The effectiveness of the new (7th) UICC N classification in the prognosis evaluation of gastric cancer patients: a comparative study between the 5th/6th and 7th UICC N classification

  • Sumin Chae
  • Anbok Lee
  • Joo-Ho LeeEmail author
Original Article

Abstract

Background

The most important prognostic factor after curative surgery for gastric carcinoma is the presence of lymph node metastases. According to the 7th edition of the UICC TNM staging system for gastric cancer, N classification was categorized as N0 (no regional lymph node metastasis), N1 (1–2 regional lymph node metastases), N2 (3–6 regional lymph node metastases), and N3 (7 or more regional lymph node metastases). The purpose of this study was to evaluate the rationality of the new UICC/AJCC N classification in comparison with the 6th UICC classification.

Methods

From August 2002 to July 2006, 295 patients with gastric cancer underwent curative resection with D2 lymph node dissection by a single surgeon. We analyzed retrospectively the significant prognostic factors and identified the suitability of the 7th UICC N staging system.

Results

According to the 7th UICC N classification, the 5-year cumulative survival rates (5-YSR) of N0, N1, N2, N3a, and N3b were 89.7, 73.6, 54.9, 23.1, and 5.4%, respectively (P < 0.0001). Using univariate analysis, the N classification of the 7th and 6th UICC/AJCC TNM staging system, T classification of the 7th UICC TNM staging system, size and location of tumor, and histology were associated with the overall survival of gastric cancer after curative surgery. However, Cox regression multivariate analysis showed the 7th UICC N classification was an independent prognostic factor instead of the 6th UICC N classification (P < 0.0001).

Conclusion

The 7th UICC classification for lymph node metastasis is thought to be a more reliable prognostic factor for gastric cancer than the 6th classification.

Keywords

7th UICC N classification Prognostic factor Gastric cancer 

Introduction

Gastric cancer is one of the most common causes for cancer-related deaths [1]. Like other cancers, the TNM system has been used for the determination of gastric cancer stage. The objectives of the staging system are to aid the clinician in the planning of treatment, give some indication of prognosis, assist in the evaluation of the results of treatment, and facilitate the exchange of information [2]. The TNM system is accepted as a golden standard for the staging system of malignancy all over the world. The depth of primary tumor infiltration and number of metastatic lymph nodes (LNs) are known to be the most important prognostic factors of gastric cancer after curative surgery [3, 4, 5, 6, 7]. Especially the extent of LN metastasis is considered to be the most important independent prognostic factor [8, 9]. There are two major classification systems used for gastric cancer staging: the Japanese Classification of Gastric Cancer (JCGC) and the Union Internationale Contra le Cancer (UICC)/TNM classification system. The JCGC node staging system is based on the location of the metastatic lymph node [10]. The 4th UICC N stage was also based on the extent of anatomical lymphatic spread (less than or greater than 3 cm from the primary tumor) [11]. However, since the 5th edition UICC TNM classification, the N stage has been based on the number of metastatic lymph nodes [12].
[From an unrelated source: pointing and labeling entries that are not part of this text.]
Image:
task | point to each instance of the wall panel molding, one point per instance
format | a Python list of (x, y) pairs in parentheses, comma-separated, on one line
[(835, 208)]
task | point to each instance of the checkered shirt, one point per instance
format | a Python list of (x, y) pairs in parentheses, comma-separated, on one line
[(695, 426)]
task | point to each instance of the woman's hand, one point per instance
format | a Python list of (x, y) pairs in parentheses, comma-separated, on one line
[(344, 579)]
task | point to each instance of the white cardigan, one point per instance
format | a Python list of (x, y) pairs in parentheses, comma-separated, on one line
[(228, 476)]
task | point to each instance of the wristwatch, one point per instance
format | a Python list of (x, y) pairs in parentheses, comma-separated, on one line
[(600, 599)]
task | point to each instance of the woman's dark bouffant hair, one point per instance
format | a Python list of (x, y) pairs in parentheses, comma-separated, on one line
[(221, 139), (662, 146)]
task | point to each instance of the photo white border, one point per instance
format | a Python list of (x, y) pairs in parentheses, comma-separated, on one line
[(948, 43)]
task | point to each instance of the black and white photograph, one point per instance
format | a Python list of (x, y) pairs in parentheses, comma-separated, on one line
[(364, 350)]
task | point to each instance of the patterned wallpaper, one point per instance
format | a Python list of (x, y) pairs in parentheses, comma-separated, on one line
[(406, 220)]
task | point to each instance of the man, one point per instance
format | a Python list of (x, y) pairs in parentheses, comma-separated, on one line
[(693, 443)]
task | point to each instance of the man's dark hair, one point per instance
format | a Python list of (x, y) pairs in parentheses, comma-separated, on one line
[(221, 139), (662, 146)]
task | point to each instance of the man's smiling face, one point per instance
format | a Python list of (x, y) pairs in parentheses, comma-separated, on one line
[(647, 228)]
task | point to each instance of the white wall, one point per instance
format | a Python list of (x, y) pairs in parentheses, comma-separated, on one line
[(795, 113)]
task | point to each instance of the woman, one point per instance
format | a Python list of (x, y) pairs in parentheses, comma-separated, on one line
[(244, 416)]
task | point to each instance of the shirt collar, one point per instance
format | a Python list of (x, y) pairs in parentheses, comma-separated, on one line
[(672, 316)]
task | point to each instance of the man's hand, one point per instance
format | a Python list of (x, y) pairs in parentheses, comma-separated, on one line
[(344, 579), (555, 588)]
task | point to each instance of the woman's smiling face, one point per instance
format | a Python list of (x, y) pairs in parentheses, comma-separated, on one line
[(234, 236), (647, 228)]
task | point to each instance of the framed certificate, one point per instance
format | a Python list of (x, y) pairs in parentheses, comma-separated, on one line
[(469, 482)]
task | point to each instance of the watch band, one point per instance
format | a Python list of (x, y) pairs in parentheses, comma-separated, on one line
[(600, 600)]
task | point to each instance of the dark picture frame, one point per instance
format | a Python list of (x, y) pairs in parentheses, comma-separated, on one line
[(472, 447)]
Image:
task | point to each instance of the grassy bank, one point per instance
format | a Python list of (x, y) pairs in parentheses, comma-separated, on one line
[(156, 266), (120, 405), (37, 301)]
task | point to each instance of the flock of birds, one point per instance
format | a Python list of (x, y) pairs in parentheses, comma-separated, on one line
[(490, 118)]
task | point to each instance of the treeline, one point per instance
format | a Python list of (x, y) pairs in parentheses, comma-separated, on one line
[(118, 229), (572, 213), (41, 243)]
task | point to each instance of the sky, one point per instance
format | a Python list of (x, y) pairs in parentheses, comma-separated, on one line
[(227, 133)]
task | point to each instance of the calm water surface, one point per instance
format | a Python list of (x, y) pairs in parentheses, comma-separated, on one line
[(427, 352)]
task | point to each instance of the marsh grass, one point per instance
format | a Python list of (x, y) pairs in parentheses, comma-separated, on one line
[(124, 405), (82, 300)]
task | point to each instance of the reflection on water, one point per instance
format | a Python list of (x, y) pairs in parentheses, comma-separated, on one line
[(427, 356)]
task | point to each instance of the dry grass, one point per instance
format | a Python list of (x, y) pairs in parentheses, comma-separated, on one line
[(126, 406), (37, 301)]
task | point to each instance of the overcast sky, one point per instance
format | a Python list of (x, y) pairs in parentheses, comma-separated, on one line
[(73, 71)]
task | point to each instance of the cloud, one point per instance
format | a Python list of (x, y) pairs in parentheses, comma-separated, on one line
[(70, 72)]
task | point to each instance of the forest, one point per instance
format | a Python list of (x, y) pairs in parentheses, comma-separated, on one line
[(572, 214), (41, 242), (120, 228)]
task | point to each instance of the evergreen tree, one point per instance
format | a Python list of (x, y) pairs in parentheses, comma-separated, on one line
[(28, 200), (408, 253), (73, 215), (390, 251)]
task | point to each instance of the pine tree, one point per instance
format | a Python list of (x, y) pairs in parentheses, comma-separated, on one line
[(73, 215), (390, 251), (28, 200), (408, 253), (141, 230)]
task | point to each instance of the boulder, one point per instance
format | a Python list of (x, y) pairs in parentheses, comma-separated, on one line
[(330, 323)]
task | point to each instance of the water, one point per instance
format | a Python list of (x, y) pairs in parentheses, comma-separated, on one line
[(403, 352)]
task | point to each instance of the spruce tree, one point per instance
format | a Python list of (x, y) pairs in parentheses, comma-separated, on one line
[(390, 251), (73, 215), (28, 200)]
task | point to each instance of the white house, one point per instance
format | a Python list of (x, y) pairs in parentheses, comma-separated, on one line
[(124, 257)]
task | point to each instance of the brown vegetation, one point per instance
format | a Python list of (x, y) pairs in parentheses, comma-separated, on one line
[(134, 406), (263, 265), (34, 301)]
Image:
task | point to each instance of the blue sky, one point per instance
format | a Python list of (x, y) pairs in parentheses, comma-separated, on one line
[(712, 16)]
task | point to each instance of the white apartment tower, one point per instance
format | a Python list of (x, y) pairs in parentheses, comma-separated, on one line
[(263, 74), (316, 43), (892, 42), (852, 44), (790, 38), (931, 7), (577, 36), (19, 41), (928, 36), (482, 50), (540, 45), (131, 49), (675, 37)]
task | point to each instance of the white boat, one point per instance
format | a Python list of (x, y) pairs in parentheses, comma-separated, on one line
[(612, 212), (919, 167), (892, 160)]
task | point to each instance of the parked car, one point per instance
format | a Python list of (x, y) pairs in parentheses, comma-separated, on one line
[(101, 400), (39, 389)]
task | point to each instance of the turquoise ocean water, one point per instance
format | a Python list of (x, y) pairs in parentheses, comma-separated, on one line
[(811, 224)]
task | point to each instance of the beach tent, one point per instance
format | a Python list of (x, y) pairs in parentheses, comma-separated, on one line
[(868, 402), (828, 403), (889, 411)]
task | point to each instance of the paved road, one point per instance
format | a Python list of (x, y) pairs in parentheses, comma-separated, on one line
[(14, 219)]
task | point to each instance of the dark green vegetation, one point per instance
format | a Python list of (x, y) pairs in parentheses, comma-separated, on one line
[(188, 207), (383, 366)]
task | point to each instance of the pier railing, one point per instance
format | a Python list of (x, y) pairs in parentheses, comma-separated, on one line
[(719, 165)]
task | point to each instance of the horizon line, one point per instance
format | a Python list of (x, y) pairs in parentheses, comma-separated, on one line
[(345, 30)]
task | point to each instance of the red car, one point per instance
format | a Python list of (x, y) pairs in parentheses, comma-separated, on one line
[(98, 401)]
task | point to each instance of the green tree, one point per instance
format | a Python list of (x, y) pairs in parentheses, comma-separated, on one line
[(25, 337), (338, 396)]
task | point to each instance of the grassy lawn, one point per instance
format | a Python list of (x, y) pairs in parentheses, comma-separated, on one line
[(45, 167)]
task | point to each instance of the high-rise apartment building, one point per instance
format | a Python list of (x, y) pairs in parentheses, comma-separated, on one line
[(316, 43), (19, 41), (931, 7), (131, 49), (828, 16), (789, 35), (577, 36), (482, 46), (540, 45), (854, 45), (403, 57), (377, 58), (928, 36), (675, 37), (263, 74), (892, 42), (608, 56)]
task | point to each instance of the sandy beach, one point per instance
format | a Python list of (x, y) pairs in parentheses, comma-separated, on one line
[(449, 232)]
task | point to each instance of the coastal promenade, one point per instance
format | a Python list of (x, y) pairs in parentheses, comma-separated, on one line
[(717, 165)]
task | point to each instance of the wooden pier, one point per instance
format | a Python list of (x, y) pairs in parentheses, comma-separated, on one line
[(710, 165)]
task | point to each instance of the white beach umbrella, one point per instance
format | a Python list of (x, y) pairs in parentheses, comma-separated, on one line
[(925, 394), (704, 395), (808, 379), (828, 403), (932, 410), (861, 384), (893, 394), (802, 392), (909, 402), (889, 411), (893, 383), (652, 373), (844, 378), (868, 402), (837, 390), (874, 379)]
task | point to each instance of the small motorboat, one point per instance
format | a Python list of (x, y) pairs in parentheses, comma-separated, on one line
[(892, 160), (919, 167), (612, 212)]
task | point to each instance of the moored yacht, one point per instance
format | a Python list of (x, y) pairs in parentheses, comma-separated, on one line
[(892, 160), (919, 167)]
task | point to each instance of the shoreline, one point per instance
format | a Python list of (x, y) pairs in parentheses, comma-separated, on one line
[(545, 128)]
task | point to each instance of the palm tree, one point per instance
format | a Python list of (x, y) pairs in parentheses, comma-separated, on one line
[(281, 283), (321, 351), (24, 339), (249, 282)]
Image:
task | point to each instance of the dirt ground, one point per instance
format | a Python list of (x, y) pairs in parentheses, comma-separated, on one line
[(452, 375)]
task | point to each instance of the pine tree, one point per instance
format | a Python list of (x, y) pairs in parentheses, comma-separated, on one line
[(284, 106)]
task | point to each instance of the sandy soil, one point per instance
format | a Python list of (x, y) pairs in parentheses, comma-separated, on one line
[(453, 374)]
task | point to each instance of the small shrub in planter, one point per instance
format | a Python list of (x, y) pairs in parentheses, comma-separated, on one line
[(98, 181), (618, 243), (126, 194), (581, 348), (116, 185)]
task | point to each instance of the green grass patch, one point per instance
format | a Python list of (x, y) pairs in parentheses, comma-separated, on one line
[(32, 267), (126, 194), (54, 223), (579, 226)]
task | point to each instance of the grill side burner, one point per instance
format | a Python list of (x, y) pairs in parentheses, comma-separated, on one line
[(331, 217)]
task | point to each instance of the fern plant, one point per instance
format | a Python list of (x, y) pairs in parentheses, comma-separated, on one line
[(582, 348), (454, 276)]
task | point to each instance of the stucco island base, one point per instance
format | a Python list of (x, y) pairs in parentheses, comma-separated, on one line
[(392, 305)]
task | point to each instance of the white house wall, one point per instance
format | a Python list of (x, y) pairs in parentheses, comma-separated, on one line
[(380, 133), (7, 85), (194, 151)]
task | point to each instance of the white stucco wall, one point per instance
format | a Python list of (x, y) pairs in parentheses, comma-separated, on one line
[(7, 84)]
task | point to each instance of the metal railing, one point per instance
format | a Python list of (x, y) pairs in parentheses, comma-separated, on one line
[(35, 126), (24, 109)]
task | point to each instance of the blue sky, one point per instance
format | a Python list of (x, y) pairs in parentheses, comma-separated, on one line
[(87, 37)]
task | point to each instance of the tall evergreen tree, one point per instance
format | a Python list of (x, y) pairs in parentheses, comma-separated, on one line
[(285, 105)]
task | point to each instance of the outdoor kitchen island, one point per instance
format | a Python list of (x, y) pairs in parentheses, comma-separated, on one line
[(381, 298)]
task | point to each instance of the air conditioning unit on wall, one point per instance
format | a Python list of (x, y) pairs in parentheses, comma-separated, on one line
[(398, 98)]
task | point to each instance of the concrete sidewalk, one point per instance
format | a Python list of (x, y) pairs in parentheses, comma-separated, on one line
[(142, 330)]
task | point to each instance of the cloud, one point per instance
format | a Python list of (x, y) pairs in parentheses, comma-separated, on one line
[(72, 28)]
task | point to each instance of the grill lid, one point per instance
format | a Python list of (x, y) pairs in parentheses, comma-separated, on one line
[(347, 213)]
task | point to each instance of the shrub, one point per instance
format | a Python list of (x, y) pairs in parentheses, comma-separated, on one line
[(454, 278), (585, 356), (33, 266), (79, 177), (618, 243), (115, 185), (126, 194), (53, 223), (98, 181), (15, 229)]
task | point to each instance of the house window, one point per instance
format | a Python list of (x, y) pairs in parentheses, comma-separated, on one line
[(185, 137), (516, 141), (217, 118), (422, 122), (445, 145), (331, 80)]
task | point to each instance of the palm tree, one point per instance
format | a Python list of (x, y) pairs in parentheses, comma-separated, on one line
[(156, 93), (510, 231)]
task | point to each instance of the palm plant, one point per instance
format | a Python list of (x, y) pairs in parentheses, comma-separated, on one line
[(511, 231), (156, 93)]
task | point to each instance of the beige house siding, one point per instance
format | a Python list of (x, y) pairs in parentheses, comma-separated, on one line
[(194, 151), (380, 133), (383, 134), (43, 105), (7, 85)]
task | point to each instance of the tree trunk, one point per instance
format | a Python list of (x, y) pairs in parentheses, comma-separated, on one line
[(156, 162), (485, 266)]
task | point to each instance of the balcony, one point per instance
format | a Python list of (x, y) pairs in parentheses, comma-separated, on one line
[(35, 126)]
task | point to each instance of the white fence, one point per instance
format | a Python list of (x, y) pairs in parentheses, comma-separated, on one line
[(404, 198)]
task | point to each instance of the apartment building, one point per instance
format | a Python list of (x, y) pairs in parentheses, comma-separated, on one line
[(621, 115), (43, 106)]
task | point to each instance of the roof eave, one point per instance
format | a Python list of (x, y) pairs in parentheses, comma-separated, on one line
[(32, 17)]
The introduction of the 7th edition UICC TNM classification for gastric cancer has brought several changes from the 5th/6th edition as well as for other cancers. There had been some debates about the efficacy of the 6th UICC N staging, and the most prominent alteration of the 7th edition UICC TNM classification was in N staging. The 7th UICC N stage was redefined as follows: N0 (no regional lymph node metastasis), N1 (metastases in 1–2 regional lymph nodes), N2 (metastases in 3–6 regional lymph nodes), N3a (metastases in 7–15 regional lymph nodes), and N3b (metastases in more than 15 regional lymph nodes) [13]. In determining the prognostic factor of surgical patients, the unified surgical technique and postoperative care should be considered as one of the most important requirements. The patients enrolled in this study underwent curative surgery by a single well-experienced surgeon, which would minimize the bias from surgeon’s factor.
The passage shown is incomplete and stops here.